There is a lot of hype around Microservices and the use of events for implementing the choreography pattern. However this is nice for companies like Netflix and Twitter, but there are a lot of organisations still struggling with files and ESB like products. Also my current client uses an ESB namely the Oracle SOA Suite 12c for integrations. We cannot just throw away this ESB, but we can make use of the event mechanism built in. This blog describes the way we use the EDN (Event Delivery Network) component, that is used within SOA composites to throw events and to subscribe on events.

EDN

Oracle has a component that you can use to publish events and to subscribe on events within a SOA composite. Just use the invoke activity with the eventname and the content of the event. Within a composite you can subscribe on events and set filters. You can also configure “oneAndOnlyone” consistency property and indicate if you want a durable or non-durable subscriber. The EDN hides the underlying JMS provider, which can be changed (weblogic jms or OracleAQ). Separate Topics can be defined for each event or just use 1 topic for all events.

Notes:

  • Applications must always be abstracted by a corresponding SOA Composite. Applications should not use JMS directly
  • EDN cannot be used directly from within Oracle OSB

Event

We use the following definition for an event. The event is based on business entities and the operations executed on those entities. We use the following definition:

BusinessObject The name of the business entity, i.e. Invoice, Customer

Operation Created, Updated, Deleted

TrackingId Tracking ID so that flows can be followed

SourceSystem The system that published the event

TargetSystem The target system to which the event must be sent explicitly. This is
an optional field

Identifiers This is used to add meta data, i.e. invoice number, location, order number

Message The message. This contains the content of the business entity

Master data entities

This works fine for master data entities, because you want to use events to indicate that entities are created, updated or deleted. We use this to decouple the MDM solution from the interested applications. New applications are easily added by making a SOA composite subscriber for that application.

Transactional data

In this case the solution falls short, because the context is missing. For example when an Invoice is received from a customer, you want to send the event InvoiceReceivedFromCustomer. In our case we use the Created operation on Invoice but this does not say much. Within the meta data we had to add more context information.

Lessons learned

  • Think about the names you use for Events, i.e. Invoice_Create is too vague and will need more metadata to filter on the correct event
  • Think about the data you put in the message
  • Master data entities can be especially good candidates to publish

Data will change

The content of entities will change, i.e. fields are added. After this change you want to synchronize the interested applications with this new information. This is especially needed for master data. So you are decoupled on the publishing- and subscribing applications, but still strongly coupled to the data. You need to synchronize the new dataset to the applications (batch). There are several options:

· Use ETL to synchronize the data

This can be a good option in case it is lots of data. Extra tooling and data transformation is needed, which you tried to avoid. The source and target systems are again coupled.

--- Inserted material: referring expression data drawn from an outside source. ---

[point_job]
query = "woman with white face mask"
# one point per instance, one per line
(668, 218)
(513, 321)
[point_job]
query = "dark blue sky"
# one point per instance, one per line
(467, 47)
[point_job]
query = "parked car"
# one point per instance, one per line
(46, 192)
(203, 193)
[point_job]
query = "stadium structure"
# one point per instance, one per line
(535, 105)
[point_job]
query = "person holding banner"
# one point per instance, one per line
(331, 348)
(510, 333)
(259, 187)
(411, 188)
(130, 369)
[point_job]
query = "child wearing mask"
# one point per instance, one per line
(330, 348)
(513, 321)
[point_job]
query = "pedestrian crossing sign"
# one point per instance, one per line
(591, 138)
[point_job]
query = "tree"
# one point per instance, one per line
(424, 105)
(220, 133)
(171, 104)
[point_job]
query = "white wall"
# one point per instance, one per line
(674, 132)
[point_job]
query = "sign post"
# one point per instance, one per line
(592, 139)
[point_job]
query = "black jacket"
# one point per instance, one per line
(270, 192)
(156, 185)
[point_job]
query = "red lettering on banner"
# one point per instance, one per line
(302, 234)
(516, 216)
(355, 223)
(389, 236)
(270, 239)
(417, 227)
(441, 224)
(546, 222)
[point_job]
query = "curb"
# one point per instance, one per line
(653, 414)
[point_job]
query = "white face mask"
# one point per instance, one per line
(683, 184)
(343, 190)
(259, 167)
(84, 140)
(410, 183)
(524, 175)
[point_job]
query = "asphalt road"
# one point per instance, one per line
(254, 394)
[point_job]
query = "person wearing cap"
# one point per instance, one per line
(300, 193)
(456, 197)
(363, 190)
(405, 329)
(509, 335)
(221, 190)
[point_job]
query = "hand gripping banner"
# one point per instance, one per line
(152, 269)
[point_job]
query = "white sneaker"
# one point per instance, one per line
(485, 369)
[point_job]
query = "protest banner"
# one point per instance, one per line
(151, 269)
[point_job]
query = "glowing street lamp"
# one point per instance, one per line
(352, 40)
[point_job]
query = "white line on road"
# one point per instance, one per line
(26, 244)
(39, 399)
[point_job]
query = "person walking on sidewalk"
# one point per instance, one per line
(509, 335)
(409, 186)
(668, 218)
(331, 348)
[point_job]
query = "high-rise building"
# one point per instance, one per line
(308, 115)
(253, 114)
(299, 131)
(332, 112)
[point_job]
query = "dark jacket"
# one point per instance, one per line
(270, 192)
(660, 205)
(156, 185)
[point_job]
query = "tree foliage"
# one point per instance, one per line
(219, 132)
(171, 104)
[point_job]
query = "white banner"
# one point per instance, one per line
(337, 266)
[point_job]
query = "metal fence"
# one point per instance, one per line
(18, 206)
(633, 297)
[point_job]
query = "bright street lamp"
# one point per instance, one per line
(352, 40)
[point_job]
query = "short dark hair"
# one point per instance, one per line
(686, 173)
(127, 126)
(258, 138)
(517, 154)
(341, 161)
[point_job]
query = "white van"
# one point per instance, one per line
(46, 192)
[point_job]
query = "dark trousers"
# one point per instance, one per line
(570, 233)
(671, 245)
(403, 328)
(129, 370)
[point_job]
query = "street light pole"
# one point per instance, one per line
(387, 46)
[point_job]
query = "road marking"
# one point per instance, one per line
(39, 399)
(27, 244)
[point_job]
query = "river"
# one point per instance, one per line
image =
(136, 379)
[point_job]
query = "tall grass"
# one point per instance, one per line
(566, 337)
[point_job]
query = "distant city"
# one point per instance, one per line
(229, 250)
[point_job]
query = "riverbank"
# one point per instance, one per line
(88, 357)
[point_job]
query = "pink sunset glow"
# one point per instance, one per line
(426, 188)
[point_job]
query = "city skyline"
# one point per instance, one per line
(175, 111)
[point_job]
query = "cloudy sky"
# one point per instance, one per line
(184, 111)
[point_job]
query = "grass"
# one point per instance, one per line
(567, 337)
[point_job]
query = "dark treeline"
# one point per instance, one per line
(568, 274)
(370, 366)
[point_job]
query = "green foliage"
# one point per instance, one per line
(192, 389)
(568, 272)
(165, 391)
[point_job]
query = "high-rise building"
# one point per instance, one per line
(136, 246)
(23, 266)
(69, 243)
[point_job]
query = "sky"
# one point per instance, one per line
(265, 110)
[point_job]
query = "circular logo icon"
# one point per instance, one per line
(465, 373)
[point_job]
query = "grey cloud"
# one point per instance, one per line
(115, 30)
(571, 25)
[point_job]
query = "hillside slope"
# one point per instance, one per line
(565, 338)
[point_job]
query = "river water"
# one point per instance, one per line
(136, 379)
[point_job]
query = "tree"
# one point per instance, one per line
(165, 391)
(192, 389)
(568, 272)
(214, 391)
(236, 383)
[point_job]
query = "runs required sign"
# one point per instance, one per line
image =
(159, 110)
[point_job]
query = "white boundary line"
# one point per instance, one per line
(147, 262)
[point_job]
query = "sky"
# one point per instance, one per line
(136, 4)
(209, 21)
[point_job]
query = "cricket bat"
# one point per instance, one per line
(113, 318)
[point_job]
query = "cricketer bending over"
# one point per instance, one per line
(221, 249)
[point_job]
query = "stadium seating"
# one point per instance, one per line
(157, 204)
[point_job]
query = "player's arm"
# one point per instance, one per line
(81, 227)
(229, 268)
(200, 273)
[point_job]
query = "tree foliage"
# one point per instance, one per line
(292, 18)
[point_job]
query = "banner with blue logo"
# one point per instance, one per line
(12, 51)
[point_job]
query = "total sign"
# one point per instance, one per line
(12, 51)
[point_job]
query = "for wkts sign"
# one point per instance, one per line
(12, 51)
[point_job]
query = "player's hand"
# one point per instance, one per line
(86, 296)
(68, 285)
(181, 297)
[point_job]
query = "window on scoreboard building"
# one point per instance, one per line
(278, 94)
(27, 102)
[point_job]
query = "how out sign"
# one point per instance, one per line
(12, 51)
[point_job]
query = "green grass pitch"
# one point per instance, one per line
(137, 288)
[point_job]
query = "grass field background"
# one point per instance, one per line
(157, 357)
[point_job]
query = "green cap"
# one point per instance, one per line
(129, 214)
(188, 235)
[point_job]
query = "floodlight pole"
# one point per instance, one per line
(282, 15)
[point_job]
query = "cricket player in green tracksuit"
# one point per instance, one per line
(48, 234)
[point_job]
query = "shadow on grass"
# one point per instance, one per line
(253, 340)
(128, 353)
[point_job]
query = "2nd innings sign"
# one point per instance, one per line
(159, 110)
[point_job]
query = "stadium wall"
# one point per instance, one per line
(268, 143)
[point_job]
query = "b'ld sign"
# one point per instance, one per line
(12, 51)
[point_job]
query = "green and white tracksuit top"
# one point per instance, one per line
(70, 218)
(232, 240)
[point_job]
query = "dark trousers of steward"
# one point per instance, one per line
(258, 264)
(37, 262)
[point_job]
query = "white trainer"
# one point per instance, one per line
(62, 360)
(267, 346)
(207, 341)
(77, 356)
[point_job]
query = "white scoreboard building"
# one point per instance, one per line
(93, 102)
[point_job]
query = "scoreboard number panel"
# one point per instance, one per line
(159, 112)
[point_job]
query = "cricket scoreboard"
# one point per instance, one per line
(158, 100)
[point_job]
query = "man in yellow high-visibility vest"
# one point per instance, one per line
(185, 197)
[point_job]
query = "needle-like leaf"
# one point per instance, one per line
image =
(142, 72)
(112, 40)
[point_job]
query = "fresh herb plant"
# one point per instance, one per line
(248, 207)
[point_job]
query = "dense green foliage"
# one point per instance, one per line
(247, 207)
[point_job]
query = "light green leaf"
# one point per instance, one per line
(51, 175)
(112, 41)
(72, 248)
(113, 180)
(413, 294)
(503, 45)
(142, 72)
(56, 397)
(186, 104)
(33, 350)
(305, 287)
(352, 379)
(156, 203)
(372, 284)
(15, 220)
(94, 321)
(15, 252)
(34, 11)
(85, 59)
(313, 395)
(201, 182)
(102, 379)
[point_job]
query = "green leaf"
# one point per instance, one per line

· Publish all data and make use of the Pub-Sub implementation
This works fine in case there are less entities. You don’t need extra ETL tooling but re-use the publish-subscribe mechanism. We use this and also use the targetSystem field within the event, when we know it is only relevant to a particular application(s).

Lessons learned

  • Think about data reconciliation in case data fields are changed
  • Try to avoid ETL because this couples the source and target systems again

Filters

What I see often in integration projects, is that each interested application a new integration is built particularly for that application. For example a new supplier wants to retrieve Invoice messages from the company. However it wants to retrieve the invoice in its own format (for example csv) and based on its own protocol (for example sftp). The application, that generates the invoices, just exports yet another file. What I propose is to let the publishing application generate Invoice events. It should have no knowledge about the interesting applications. It just has to do the jobs. Then for each supplier make a Subscribe composite that filters the Invoices targeted for that supplier and map the Invoice to the suppliers format and protocol. This is where the Subscriber composite filters come in.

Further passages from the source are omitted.